Gesellschaft

Es regnet Geld über Braunschweig

Im deutschen Braunschweig sind die Menschen in diesen Tagen mit einem großen Rätsel beschäftigt: Ein Unbekannter überschüttet Bedürftige und gemeinnützige Institutionen mit großen Geldbeträgen. Die Spekulationen um den anonymen Spender gehen weit über die Grenzen Deutschlands hinaus.

Von Miriam Hotter

Im Märchen vom Sterntaler fallen die Sterne als Silbertaler vom Himmel, ein armes Waisenkind sammelt sie auf. In Braunschweig im deutschen Bundesland Niedersachsen regnet es keine Silbertaler, sondern mehrere 500-Euro-Scheine, gebündelt in weißen Briefumschlägen, die an Bedürftige gehen. Die Braunschweiger bewegt zurzeit vor allem eine Frage: Wer ist der anonyme Wohltäter?

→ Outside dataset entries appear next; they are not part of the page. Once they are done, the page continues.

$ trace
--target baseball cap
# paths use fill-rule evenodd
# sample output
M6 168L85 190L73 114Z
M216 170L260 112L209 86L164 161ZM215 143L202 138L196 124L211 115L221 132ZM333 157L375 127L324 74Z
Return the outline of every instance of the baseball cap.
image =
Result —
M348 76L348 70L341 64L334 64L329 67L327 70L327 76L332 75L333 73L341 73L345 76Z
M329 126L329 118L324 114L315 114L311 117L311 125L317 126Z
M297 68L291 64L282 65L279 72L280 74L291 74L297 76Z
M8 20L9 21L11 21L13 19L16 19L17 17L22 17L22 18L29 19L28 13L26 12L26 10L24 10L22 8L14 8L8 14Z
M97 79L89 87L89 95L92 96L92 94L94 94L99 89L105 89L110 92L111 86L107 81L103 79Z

Sicher ist nur, dass der Unbekannte offenbar ein großes Herz hat und jenen Menschen unter die Arme greifen will, die Unterstützung gut gebrauchen können. Fast immer wiesen zuvor Artikel in der Braunschweiger Zeitung auf den Verwendungszweck hin: Eine Kinderkrippe, ein Museum, eine Bibliothek, vier Kirchengemeinden, ein Gymnasium, zwei Suppenküchen für Arme, die Sternsinger, ein Hospiz und die Braunschweiger Opferhilfe haben sich bereits über unerwarteten Geldsegen freuen dürfen. Zu Weihnachten zeigte sich der Gönner besonders großzügig: Der Pförtner des Rathauses fand 50.000 Euro in einem Umschlag – samt fünf Artikeln, an wen die Beträge gehen sollen.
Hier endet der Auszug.